Below is rehearsal footage of the original Broadway production of MACK & MABEL, along with footage filmed during a performance from the wings.
THE ROCKY HORROR SHOW - Book, music and lyrics by Richard O'Brien
In the early 1970s, Richard O'Brien was an out-of-work British actor writing a musical inspired by his love for science fiction B movies and horror schlock to give him something to do in his free time. But THE ROCKY HORROR SHOW was an immediate smash in London, running for nearly 3,000 performances.
On Broadway, however, his subversive campiness could only eke out a two month run in 1975. The film version, titled THE ROCKY HORROR PICTURE SHOW, didn't do well on this shore either, until Greenwich Village's Waverly Theatre started having midnight screenings every weekend that attracted regulars who would arrive dressed as the characters and yell out, in unison, what became a traditional collection of remarks directed at the screen. The cult fad caught on and movie theatres across the country began having midnight showings where fans replicated the Waverly experience.
So when THE ROCKY HORROR SHOW returned to Broadway in 2000, this time running for well over a year, the audience participation elements were encouraged, adding a whole new dimension to the piece because now there were live actors who could react.
The video contains photos of the original Broadway production, along with a 1975 on-stage recording of Tim Curry as Frank 'N' Furter singing "Sweet Transvestite."
MERRILY WE ROLL ALONG - Book by George Furth, music and lyrics by Stephen Sondheim
Perhaps if Broadway musicals were still in the habit of recording their cast albums immediately after opening and releasing them very shortly after, MERRILY WE ROLL ALONG might have avoided closing only 16 performances into its 1981 run.

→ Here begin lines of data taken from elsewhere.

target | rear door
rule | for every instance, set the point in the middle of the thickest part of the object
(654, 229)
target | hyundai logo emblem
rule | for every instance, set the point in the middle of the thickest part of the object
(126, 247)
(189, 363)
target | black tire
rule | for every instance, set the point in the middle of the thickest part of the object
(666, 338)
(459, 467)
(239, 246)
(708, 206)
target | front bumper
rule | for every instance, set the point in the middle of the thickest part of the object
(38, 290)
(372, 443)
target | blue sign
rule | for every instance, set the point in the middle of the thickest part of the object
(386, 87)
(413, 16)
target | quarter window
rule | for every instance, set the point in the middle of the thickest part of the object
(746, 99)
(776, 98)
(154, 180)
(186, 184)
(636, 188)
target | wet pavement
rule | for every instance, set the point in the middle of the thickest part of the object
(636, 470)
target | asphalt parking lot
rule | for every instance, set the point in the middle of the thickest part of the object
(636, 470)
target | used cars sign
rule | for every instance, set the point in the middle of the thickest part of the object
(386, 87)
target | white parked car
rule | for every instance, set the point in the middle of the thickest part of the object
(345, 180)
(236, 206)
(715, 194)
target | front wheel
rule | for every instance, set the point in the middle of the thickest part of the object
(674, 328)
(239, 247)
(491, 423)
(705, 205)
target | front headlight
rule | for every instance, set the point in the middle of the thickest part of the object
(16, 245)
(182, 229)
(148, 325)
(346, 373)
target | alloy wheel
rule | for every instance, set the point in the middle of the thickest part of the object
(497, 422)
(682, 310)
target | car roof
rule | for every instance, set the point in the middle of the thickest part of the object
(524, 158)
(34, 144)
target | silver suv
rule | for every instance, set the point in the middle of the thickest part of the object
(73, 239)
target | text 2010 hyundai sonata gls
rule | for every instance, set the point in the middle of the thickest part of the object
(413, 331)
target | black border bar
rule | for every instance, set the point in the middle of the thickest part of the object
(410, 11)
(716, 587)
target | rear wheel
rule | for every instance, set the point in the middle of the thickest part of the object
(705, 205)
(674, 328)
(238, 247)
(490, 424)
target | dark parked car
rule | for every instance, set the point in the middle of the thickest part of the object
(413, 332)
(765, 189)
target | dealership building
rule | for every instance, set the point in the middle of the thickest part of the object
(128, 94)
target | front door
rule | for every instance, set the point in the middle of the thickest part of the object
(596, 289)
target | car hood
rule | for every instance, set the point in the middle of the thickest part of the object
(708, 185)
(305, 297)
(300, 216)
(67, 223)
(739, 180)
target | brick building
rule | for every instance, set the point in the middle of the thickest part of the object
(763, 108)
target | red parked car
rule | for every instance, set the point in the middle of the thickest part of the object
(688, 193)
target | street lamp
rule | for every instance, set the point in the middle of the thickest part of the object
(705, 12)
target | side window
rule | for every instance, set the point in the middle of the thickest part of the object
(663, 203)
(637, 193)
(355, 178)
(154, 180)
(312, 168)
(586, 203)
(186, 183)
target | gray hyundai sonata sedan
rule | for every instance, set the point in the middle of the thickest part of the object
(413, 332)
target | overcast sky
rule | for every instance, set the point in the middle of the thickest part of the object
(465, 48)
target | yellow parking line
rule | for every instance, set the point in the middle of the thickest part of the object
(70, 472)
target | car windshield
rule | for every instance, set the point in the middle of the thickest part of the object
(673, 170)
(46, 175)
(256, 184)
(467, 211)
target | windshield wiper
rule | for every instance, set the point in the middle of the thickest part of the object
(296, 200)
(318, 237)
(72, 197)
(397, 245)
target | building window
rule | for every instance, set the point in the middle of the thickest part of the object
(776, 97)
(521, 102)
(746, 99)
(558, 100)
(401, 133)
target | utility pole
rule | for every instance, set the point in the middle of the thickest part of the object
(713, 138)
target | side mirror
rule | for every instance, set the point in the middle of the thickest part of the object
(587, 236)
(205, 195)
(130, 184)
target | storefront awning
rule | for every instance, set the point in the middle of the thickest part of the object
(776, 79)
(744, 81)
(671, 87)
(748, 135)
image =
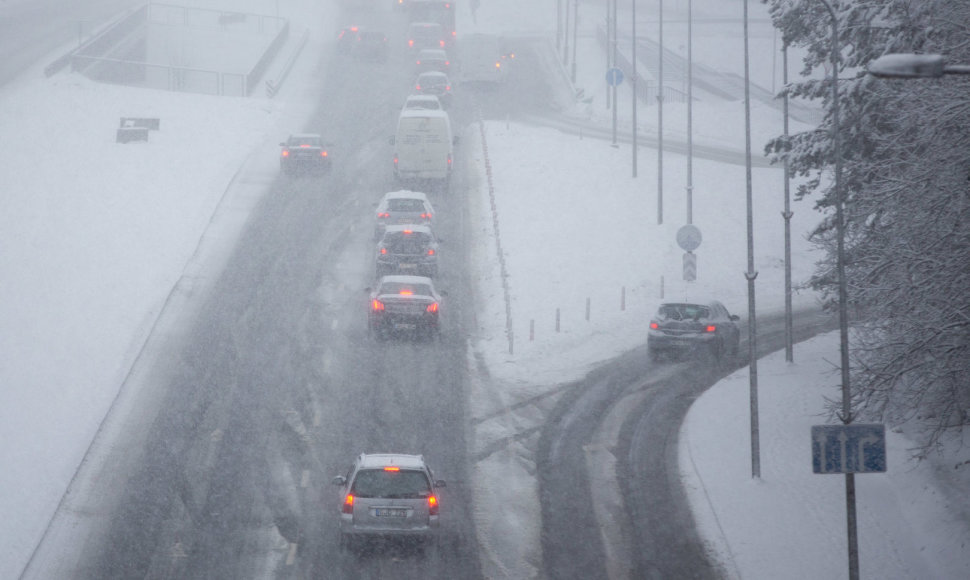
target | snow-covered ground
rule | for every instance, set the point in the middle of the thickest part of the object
(95, 237)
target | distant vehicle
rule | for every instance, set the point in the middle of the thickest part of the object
(423, 146)
(370, 45)
(426, 35)
(438, 11)
(422, 103)
(388, 495)
(346, 39)
(303, 151)
(434, 83)
(407, 249)
(404, 305)
(403, 207)
(684, 327)
(430, 59)
(484, 58)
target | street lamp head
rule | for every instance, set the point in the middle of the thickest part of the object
(907, 66)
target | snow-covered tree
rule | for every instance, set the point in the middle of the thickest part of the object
(906, 186)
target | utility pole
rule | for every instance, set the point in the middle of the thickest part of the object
(660, 120)
(633, 85)
(751, 274)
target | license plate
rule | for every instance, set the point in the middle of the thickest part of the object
(391, 512)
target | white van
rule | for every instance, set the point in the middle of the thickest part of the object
(423, 146)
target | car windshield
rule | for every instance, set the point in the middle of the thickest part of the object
(405, 205)
(382, 483)
(683, 312)
(405, 289)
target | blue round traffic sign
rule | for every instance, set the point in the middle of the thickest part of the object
(614, 76)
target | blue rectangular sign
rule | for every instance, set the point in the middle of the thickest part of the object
(853, 448)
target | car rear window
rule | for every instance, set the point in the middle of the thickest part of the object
(401, 242)
(405, 205)
(402, 288)
(401, 484)
(684, 312)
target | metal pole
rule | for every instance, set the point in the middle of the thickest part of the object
(633, 85)
(559, 26)
(615, 88)
(575, 38)
(787, 215)
(660, 120)
(850, 504)
(690, 114)
(565, 51)
(751, 274)
(609, 65)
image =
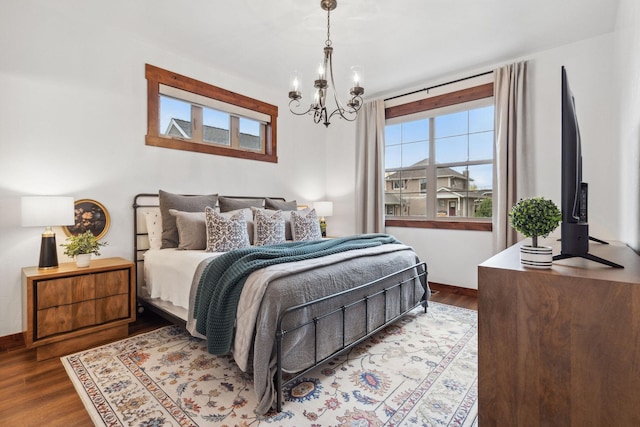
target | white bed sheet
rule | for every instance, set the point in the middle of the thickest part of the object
(168, 273)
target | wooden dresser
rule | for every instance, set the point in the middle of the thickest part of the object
(559, 347)
(68, 309)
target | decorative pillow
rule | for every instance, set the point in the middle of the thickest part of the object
(248, 215)
(154, 228)
(227, 204)
(225, 234)
(279, 205)
(170, 238)
(305, 225)
(192, 230)
(269, 227)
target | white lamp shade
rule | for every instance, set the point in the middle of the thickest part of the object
(323, 208)
(47, 211)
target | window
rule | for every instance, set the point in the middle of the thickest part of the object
(441, 149)
(186, 114)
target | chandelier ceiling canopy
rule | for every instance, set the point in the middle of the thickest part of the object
(325, 83)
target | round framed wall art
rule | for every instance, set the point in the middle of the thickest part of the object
(89, 215)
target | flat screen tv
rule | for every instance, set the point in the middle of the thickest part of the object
(575, 227)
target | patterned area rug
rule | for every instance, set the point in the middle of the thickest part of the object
(421, 371)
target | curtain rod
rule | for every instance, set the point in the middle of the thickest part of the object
(427, 89)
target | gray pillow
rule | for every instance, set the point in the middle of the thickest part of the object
(170, 237)
(192, 230)
(227, 204)
(287, 221)
(279, 205)
(305, 225)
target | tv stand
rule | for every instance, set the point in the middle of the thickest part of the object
(589, 257)
(575, 243)
(559, 347)
(593, 239)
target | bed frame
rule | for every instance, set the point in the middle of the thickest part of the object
(396, 283)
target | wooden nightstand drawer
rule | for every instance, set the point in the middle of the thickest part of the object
(112, 283)
(70, 308)
(54, 320)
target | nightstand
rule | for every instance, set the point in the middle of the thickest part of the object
(69, 309)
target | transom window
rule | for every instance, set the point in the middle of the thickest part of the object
(443, 157)
(186, 114)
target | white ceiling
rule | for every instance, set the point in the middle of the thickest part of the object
(397, 44)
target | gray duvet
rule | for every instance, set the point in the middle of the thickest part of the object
(268, 292)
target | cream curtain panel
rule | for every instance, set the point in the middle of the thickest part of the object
(370, 168)
(511, 180)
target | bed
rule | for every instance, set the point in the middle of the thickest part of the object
(291, 316)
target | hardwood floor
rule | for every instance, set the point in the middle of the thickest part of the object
(36, 393)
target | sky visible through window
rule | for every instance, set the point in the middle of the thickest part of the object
(459, 137)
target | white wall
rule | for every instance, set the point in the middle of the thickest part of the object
(453, 256)
(627, 113)
(73, 121)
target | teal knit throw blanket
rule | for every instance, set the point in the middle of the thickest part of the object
(222, 280)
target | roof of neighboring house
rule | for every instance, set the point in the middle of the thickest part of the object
(182, 128)
(410, 173)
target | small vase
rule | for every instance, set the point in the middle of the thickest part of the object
(536, 257)
(83, 260)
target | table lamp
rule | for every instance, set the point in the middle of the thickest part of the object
(47, 211)
(323, 209)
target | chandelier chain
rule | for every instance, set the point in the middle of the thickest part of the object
(328, 42)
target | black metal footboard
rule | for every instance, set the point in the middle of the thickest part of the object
(406, 300)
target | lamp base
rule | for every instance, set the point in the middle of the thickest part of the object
(323, 227)
(48, 251)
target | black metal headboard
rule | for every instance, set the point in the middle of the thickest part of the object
(142, 203)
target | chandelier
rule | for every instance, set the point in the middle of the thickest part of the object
(319, 106)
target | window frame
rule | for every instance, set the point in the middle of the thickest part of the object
(157, 76)
(474, 93)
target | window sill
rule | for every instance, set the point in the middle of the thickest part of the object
(440, 224)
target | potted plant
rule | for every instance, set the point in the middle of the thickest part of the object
(82, 246)
(535, 217)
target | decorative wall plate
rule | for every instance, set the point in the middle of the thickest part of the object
(89, 215)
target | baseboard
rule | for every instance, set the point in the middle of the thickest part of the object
(11, 342)
(441, 287)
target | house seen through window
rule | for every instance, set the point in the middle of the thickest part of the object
(439, 162)
(186, 114)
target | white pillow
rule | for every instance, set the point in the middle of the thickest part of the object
(305, 225)
(153, 220)
(269, 227)
(225, 234)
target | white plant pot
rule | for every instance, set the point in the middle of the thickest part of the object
(536, 257)
(83, 260)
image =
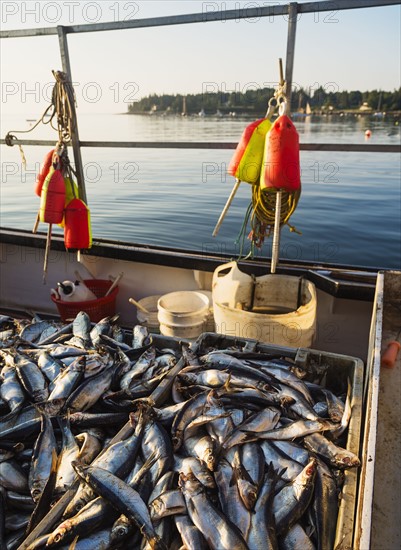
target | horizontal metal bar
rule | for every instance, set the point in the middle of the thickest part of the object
(204, 17)
(346, 147)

The cast album, recorded the day after the musical's final performance, reveals a thrilling and complex score with three songs that have since become American Songbook standards: "Not A Day Goes By," "Good Thing Going," and "Old Friends."
But even a great score's attributes can be lost in a shaky book and production. Perhaps the main problem was establishing empathy for its main characters. The story tells how three best friends, all trying to make it in the arts, go from eager and optimistic youths to, 25 years later, bitter and disillusioned adults. But with the book starting with them as adults and gradually going backwards with each scene, audiences might not have been willing to emotionally invest in the unlikeable people introduced in the initial scenes.
It wasn't until late in the second act when the authors provided the moment that could make audiences fall madly in love with the trio. In the musical scene, "Opening Doors,' we see the them leaning on each other to get through the exciting times of trying to make their initial mark in the world. In the clip below, from the HBO documentary, "Six By Sondheim," the trio is played by Jeremy Jordan, Darren Criss and America Ferrara.
Like MACK & MABEL, MERRILY WE ROLL ALONG has been revised several times in major productions, but with its universal theme of young adults setting out on their own for the first time, it has also become a very popular choice for college theatre groups. The recent ENCORES! concert production showed it still to be a work in progress, but audiences still respond affectionately when they see representations of their former or their future selves on stage.